I forgot the proper seat at home and use a chunk of log for one. It doesn't fit right. Nothing feels right.
I line my pots up along Kathryn's railing. They don't make the right statement. They are the same forms I made down south, but I've left so much behind: my husband, my adult children, my home, the studio. Three thousand miles. Behind.
I go inside for a nap. While I'm sleeping, there is a torrential rain. I awaken to find my pots ...
... mud again.
I scrape the lifeless forms into a bucket and carry it down to the lake. The walk is quiet, save for the quarreling of a squirrel.
I walk the spongy, mustard-coloured moss that grows beneath the stunted evergreens, the forest floor speckled with cones. I arrive at the beach. It reminds me of Long Beach on Vancouver Island. Marsh Lake stretches for miles.
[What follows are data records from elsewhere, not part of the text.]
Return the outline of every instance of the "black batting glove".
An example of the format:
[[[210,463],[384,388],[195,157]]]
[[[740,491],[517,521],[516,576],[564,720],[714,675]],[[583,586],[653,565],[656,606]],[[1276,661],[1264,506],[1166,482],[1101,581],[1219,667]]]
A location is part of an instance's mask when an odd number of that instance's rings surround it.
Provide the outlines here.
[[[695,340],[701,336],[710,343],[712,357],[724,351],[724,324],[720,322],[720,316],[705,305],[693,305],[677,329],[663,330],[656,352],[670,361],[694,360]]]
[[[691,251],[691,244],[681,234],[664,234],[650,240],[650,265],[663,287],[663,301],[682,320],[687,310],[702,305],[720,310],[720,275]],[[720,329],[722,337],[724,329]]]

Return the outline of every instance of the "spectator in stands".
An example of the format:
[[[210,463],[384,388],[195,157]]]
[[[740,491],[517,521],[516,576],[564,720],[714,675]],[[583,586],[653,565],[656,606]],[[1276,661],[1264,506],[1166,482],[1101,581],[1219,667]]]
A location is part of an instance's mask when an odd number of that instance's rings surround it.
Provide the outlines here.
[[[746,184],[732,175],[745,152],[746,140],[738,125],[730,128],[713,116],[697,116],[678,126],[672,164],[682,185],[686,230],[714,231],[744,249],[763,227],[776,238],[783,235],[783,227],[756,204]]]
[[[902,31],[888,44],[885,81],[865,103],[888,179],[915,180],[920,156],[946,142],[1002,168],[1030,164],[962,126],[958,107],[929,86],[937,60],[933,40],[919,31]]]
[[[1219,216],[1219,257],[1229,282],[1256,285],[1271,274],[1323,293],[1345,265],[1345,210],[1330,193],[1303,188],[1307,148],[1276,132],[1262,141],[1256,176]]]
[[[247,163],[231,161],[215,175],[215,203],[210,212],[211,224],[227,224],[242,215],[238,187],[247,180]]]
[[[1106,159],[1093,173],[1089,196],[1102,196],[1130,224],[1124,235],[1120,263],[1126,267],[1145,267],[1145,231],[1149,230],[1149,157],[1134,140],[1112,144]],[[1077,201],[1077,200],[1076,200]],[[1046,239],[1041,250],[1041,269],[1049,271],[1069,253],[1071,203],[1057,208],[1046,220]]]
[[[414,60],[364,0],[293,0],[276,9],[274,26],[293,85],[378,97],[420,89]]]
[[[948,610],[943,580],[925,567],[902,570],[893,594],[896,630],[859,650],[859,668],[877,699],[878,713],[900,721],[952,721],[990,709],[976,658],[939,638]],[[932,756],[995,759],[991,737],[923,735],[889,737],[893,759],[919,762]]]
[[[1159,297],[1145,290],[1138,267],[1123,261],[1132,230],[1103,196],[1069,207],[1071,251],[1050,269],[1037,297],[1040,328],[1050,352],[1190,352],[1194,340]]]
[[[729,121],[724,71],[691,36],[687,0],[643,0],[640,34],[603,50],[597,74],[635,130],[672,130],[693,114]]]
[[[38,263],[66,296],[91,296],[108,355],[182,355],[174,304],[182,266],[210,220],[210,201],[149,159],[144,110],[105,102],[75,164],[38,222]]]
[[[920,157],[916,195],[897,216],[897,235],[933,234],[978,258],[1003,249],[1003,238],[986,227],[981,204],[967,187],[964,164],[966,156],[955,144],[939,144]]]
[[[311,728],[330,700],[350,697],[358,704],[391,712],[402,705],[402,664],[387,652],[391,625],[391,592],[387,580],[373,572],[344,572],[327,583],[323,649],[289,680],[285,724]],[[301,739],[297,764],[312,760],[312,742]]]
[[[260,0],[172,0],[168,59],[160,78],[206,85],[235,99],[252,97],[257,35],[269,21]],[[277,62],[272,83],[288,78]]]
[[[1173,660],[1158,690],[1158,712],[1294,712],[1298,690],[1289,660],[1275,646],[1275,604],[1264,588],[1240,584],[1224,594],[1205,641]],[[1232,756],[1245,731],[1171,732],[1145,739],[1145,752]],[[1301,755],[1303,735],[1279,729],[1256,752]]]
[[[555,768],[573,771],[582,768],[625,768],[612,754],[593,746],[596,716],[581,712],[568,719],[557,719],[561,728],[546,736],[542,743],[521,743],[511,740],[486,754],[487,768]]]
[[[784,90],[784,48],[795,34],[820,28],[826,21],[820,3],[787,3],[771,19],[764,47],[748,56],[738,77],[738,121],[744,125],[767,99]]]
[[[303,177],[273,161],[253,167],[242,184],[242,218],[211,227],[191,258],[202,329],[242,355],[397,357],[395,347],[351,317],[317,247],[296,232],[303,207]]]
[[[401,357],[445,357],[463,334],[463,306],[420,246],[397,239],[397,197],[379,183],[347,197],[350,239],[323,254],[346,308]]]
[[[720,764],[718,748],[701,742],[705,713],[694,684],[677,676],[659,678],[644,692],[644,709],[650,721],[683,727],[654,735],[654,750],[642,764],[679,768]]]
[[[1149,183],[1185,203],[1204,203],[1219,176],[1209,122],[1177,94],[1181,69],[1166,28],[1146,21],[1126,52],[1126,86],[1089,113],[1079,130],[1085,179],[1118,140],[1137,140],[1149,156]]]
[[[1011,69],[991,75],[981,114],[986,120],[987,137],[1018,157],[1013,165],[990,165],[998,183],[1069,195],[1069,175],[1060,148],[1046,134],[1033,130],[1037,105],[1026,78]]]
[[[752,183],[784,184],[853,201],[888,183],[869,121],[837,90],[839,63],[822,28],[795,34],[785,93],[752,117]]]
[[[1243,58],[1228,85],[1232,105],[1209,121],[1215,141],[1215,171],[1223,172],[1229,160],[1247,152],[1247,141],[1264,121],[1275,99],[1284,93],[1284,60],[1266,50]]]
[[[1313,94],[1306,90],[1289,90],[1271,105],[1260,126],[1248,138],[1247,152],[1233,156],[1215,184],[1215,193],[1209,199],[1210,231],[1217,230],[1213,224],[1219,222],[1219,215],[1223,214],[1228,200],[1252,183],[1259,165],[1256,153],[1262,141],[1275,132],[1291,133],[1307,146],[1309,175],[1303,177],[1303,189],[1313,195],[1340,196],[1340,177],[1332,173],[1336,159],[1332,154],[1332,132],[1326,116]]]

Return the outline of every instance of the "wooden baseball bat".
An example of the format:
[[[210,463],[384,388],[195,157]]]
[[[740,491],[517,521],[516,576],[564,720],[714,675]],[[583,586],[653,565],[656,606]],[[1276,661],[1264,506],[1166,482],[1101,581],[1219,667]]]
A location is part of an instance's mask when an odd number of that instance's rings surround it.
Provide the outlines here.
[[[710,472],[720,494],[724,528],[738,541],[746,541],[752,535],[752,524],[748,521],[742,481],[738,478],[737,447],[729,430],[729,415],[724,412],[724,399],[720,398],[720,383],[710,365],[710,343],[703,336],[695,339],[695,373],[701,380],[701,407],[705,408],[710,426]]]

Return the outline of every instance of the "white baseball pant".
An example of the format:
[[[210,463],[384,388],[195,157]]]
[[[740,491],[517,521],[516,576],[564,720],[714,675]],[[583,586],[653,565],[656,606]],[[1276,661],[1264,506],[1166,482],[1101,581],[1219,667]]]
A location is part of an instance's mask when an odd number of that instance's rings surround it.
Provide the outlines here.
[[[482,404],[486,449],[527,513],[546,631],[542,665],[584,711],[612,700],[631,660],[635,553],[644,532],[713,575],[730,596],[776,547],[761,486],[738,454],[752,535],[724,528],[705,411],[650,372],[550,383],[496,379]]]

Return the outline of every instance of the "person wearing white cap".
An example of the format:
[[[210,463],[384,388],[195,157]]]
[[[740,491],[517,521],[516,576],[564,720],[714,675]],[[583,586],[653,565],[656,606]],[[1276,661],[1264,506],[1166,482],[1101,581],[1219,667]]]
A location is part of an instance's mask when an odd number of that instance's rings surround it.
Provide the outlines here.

I walk to the water's edge and just listen. There is a sound at this point of breakup. Breakup ... It is the time when the ice crystals that have covered the lake all winter begin to melt and break apart. This is a familiar sound. A similar sound to the gentle pinging of hot pots fresh out of the kiln.
The last of the ice chunks stand close to the edge of the lake. I dump my pots on a piece of it and bid them farewell. I light candles on the beach, later in the evening, in the sand.
But the light lasts longer now; candlelight is wasted here; I leave my candles lit.
They are an invitation, bidding goodbye to the old – to the past – and inviting the light, the newness and all it brings ... as we move here towards the longest day in the Land of the Midnight Sun.